Chancellor Robert Birgeneau, along with other members of the UC Berkeley administration, held a press conference to announce a new financial aid plan targetted at middle class families.
Kevin Foote/Senior Staff
Chancellor Robert Birgeneau, along with other members of the UC Berkeley administration, held a press conference to announce a new financial aid plan targetted at middle class families.

UC Berkeley officials announced a new financial aid plan Wednesday for middle-income families that caps parent contribution toward undergraduate student education at no more than 15 percent of family income.

Starting next academic year, students whose families’ gross income ranges from $80,000 to $140,000 annually and have assets of less than $200,000 — excluding the value of a home and retirement savings — will qualify for the initiative called Berkeley Middle Class Access Plan.
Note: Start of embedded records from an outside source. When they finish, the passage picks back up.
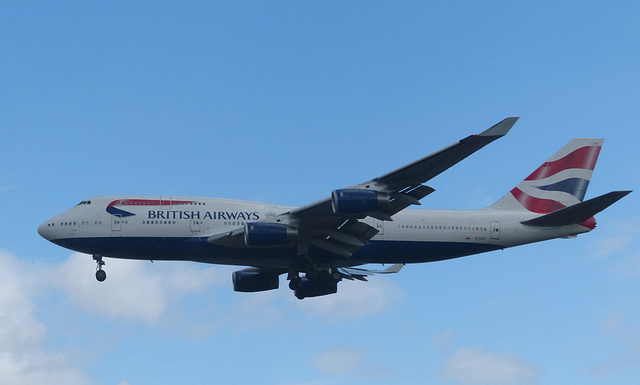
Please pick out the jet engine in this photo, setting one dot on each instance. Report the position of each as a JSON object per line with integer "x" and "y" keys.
{"x": 259, "y": 234}
{"x": 253, "y": 279}
{"x": 358, "y": 201}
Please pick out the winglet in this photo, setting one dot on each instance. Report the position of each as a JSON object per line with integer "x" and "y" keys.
{"x": 501, "y": 128}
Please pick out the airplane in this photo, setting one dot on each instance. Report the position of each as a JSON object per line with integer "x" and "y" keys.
{"x": 328, "y": 240}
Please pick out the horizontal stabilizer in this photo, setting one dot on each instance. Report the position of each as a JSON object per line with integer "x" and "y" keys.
{"x": 577, "y": 213}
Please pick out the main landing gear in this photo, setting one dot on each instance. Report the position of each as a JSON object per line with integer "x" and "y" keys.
{"x": 101, "y": 275}
{"x": 319, "y": 280}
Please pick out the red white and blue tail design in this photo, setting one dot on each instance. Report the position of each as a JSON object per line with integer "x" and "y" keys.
{"x": 560, "y": 182}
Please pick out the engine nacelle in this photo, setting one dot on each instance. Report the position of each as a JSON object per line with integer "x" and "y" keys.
{"x": 253, "y": 279}
{"x": 259, "y": 234}
{"x": 315, "y": 288}
{"x": 358, "y": 201}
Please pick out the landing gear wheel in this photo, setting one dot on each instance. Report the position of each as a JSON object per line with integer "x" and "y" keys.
{"x": 101, "y": 275}
{"x": 294, "y": 283}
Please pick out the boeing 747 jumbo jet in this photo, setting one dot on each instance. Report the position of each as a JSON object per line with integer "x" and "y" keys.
{"x": 327, "y": 240}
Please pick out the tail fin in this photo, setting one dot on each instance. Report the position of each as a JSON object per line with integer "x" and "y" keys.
{"x": 560, "y": 182}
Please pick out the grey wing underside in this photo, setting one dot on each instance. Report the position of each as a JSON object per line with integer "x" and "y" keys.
{"x": 320, "y": 226}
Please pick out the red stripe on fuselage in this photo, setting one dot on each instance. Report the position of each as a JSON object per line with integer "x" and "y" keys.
{"x": 146, "y": 202}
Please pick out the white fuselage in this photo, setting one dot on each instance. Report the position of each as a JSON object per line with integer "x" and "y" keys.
{"x": 177, "y": 228}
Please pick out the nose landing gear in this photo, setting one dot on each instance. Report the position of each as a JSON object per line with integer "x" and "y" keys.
{"x": 101, "y": 275}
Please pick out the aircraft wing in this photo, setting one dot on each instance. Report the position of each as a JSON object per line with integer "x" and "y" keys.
{"x": 405, "y": 183}
{"x": 332, "y": 224}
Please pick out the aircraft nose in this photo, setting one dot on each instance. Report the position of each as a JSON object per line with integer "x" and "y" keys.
{"x": 45, "y": 230}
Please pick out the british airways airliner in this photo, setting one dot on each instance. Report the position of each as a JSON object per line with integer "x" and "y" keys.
{"x": 322, "y": 243}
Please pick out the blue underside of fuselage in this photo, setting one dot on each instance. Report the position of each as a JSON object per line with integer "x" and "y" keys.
{"x": 199, "y": 250}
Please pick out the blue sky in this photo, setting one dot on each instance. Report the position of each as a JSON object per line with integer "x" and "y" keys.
{"x": 283, "y": 102}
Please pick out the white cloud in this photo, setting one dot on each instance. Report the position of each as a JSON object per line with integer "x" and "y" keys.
{"x": 355, "y": 299}
{"x": 133, "y": 289}
{"x": 474, "y": 366}
{"x": 23, "y": 357}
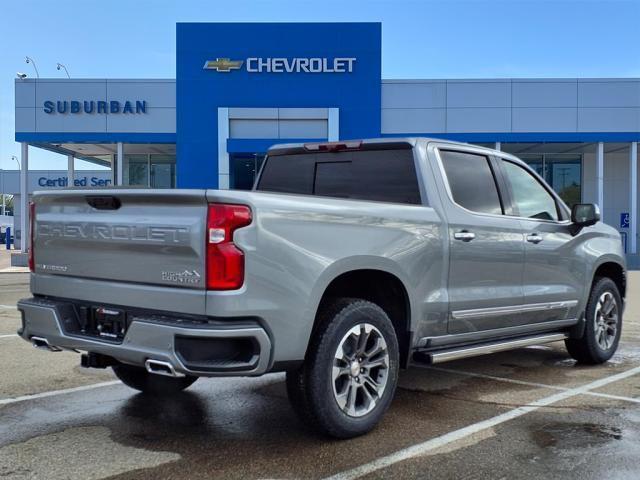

This plan makes UC Berkeley the first public university in the nation to have comprehensive financial aid to this category of middle-class families, campus officials said at a press conference in Haas Pavilion.

This announcement comes a day after Gov. Jerry Brown slashed the University of California’s budget by $100 million, bringing the total budget reductions for the system to $750 million for the current fiscal year.

By guaranteeing aid to students who fall within the middle-income range, the plan will substantially increase the number of students in this income band who will receive financial aid, according to campus Vice Chancellor Frank Yeary. Yeary said that while the percentage of students whose family incomes fall above or below the $80,000 to $140,000 range has increased recently, the percentage of students from middle-income families has decreased.

About 6,000 undergraduates come from families with income in this range, according to Anne De Luca, acting associate vice chancellor of admissions and enrollment.

The new plan only affects the parent contribution, leaving the student self-help cost unchanged, De Luca said.  The student self-help cost is constant for all students regardless of family income level and averaged at $8,900 over the last four years but cost $8,000 this year, said Chancellor Robert Birgeneau.

The plan will cost $10 million to $12 million over the 2012-2013 academic year. The campus will cover the cost through increased philanthropy, by redirecting financial aid resources and through revenue from the increased number of students paying non-resident tuition.

Although this plan is meant to help in-state students, De Luca said non-resident students whose family incomes fall within the middle-income range will receive aid to cover the in-state tuition portion. Non-resident students will still have to pay the tuition supplement.

The plan serves as a campus extension of the university’s Blue and Gold Opportunity Plan, which guarantees to cover the cost of tuition to any in-state student whose family income is under $80,000, according to Birgeneau.

In order for students to qualify for the new plan, students must complete the Free Application for Federal Student Aid by March 1 to receive priority consideration.